The tension builds throughout the story to an almost unbearable level at times, there are red-herrings, surprises, shocks and mysteries along the way, and I was certainly left guessing right up to the last page. With a frightening health diagnosis looming over her shoulder, Aubrey concocts a desperate plan to have Tom forever. I'm hours into this story, and I'm lost. Gary is an intuitive investigator who despite social gaffs can empathise and get witnesses to talk to him, above all he can crack cases and solve the most baffling crimes. What reaction did this book spark in you? If you are the publisher or author of this book and feel that the reviews shown do not properly reflect the range of media opinion now available, please with the mainstream media reviews that you would like to see added. Then, a shocking discovery changes everything.
It certainly makes a nice change to read of a Detective who is not an 'almost alcoholic' or troubled by failed relationships. Something grittier - maybe a David Hewson if I can find one I haven't heard - or try a different Scandinavian crime writer. This is a fairly interesting first book, in a series of five, featuring Gary Goodhew, a very young, rash police detective in Cambridge, England. Cambridge Blue About book: She ran, clattering along the pavement as fast as her spiked heels could carry her. The protagonist is likable although not fully fleshed out.
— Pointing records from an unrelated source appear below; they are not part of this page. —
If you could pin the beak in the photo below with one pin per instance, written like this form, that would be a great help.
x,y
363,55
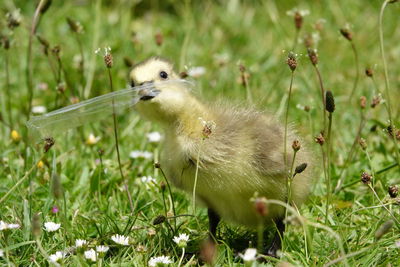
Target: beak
x,y
148,93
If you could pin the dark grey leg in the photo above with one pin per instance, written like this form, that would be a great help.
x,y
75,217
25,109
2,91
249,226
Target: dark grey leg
x,y
277,240
213,220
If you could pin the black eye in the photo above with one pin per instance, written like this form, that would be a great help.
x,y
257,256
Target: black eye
x,y
163,75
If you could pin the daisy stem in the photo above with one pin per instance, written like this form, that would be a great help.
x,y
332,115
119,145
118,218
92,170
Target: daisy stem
x,y
181,259
117,146
383,205
289,184
195,177
387,85
172,197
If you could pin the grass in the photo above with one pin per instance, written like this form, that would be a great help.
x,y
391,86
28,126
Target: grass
x,y
94,205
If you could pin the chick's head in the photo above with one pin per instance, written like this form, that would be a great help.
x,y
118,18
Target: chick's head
x,y
163,99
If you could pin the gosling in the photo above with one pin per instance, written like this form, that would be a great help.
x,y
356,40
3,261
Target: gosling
x,y
241,155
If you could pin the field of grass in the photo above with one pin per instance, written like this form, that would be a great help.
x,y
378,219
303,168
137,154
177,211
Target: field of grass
x,y
48,60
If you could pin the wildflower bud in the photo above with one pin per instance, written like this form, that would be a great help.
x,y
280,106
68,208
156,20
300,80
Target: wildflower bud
x,y
308,40
296,145
163,185
48,143
159,219
208,128
362,143
369,72
74,26
346,34
56,51
15,136
393,191
151,232
13,19
56,186
5,42
320,139
208,252
329,102
376,100
312,54
298,20
260,206
398,135
159,38
183,75
390,130
242,68
300,168
366,178
45,6
61,87
291,61
108,60
74,100
55,209
363,102
383,229
42,41
40,164
128,62
36,225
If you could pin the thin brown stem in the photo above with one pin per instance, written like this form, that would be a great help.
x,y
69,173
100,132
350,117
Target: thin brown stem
x,y
286,121
321,85
353,47
350,155
328,155
29,70
8,90
170,194
117,146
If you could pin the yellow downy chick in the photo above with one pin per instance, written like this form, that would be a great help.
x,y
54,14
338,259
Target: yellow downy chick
x,y
242,155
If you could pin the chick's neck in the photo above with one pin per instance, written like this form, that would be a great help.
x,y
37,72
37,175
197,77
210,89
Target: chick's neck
x,y
188,122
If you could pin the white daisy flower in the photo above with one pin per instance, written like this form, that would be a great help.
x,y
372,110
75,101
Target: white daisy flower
x,y
102,249
196,72
159,261
121,240
80,243
92,140
13,226
294,11
3,226
154,137
6,226
181,240
39,109
249,254
51,226
148,180
90,255
58,256
141,154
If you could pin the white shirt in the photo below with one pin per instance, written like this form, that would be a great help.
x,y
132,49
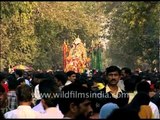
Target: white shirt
x,y
39,108
23,111
52,112
155,110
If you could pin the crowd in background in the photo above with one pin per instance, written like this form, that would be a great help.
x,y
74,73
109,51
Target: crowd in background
x,y
118,93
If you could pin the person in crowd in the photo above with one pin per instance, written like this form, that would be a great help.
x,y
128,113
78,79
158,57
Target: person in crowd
x,y
123,114
76,105
144,86
113,92
107,109
12,97
3,82
71,77
49,103
140,104
24,110
3,100
60,79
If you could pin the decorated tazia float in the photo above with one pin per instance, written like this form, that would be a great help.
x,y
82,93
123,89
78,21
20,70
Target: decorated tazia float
x,y
75,58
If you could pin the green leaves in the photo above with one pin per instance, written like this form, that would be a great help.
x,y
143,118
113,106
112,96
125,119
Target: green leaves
x,y
134,33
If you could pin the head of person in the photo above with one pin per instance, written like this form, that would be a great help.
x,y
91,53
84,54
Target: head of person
x,y
60,78
48,88
74,102
125,72
21,81
71,76
19,73
3,97
113,75
24,94
107,109
12,82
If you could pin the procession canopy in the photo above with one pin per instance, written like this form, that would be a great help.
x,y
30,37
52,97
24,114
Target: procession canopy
x,y
77,59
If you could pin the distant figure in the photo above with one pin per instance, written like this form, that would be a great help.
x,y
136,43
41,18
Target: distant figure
x,y
24,110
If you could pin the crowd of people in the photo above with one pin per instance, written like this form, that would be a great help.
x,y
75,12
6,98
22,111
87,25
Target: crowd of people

By the end, readers will be flipping back to the beginning to suss out those clues that they may have missed. I find it a personal failure to give up on a story and have only done it once in my 40 odd years of reading, so we were in it to the end. Not only has she lost her husband, but his actions have put her under investigation for corruption. Not my best idea, I gotta admit. Which was the case here.
How this body is related to the story is something that the author leaves the reader guessing. But Emily has a past, and secrets, too. Maybe if I'm desperate to listen to something, anything, I'll come back to this, but I'm thinking of asking for a refund. He's also something of a lone wolf-- a young man who's a police detective by day and then seemingly behaves like some sort of nocturnal super hero when he's off duty. But Ella has never been married.
My proof copy has a front-cover endorsement from R J Ellory, he says 'Menacing and insiduous, this is a great novel', with such a positive comment from one of my favourite crime authors, I was really looking forward to getting stuck into this one. This book is an old fashioned whodunnit with a modern twist at the end. On the downside, the plot was more convoluted than it had to be. Alison Bruce is obviously setting Gary Goodhew up for a series of novels; if she sticks to writing in the unaffected style of the best parts of this book, cuts out the clichés of the genre and brings rather more discipline to her treatment of her characters the novels could turn out to be rather good, but I'm afraid I can only give this one a lukewarm recommendation. Alison has done a great job by taking the action at her own pace and also has not insisted so much on realism.
It's of the Gibbet Fen crime scene. My I-pod went everywhere and my husband got a little irate at trying to talk to me with my headphones in. Good, maybe the next will be great? We do of course find out the connection of this murder later in the book, Alison doing a great job of tying up all the loose ends as the book reaches its climactic dénouement. He simply cannot separate the physical fro I have to be honest and say that the major reason why I chose to read Cambridge Blue is because of the day I spent wandering the streets of that old city. As a matter of fact, he does not hesitate to exploit his relationship with those suspected.
Download at full speed with unlimited bandwidth with just one click! And then he wanders around in the evening chatting to suspects about the crimes and generally ensuring there's no chance of a valid conviction. Who would the stars be? He is the first on the scene when the body of a young woman is discovered on Midsummer Common and for the first time in his career is given the chance to work on a murder investigation. Fully optimized for all platforms - no additional software required! A young, manipulative woman is found murdered and soon after a second woman dies. We are soon introduced to Alice and Richard Moran, who are the sibling owners of a plastic surgery clinic. Additionally, it takes some time to grasp parts of the story because she frequently gives incomplete information and reveals what is missing later. I have only given this book 4 stars because of a couple of inconsistencies. They know who he is.
Possibly Sean Barrett or Robert Glenister, although their voices might be too mature for the part of Gary Goodhew. Not my best idea, I gotta admit. Alison Bruce certainly does not disappoint with her setting; I felt myself back on those streets once again, but this time with a very unusual police officer. He has a young voice but managed to characterise competently and after a chapter or two he became irrelevant to the story. Later Dr Richard Moran, Victoria's half brother rings the station because his Fiancee Lorna Spence has gone missing. He is made to work with fellow detective Kincaid who Gary does not like. Victoria doesn't know this man or why he would want to kill her.
He constantly acts unprofessionally and sometimes illegally, but of course unearths vital clues which skilled and experienced teams of experts have missed. The mystery is complex and makes for compelling reading-- even though I guessed the identity of the killer rather early on. I was kept guessing until the end and can't wait to start listening to Book 2. However, as the investigation continues, Goodhew begins to take advantage of Marks, and the inspector has to draw the line. What character would you cut from Cambridge Blue? Great start of a new series.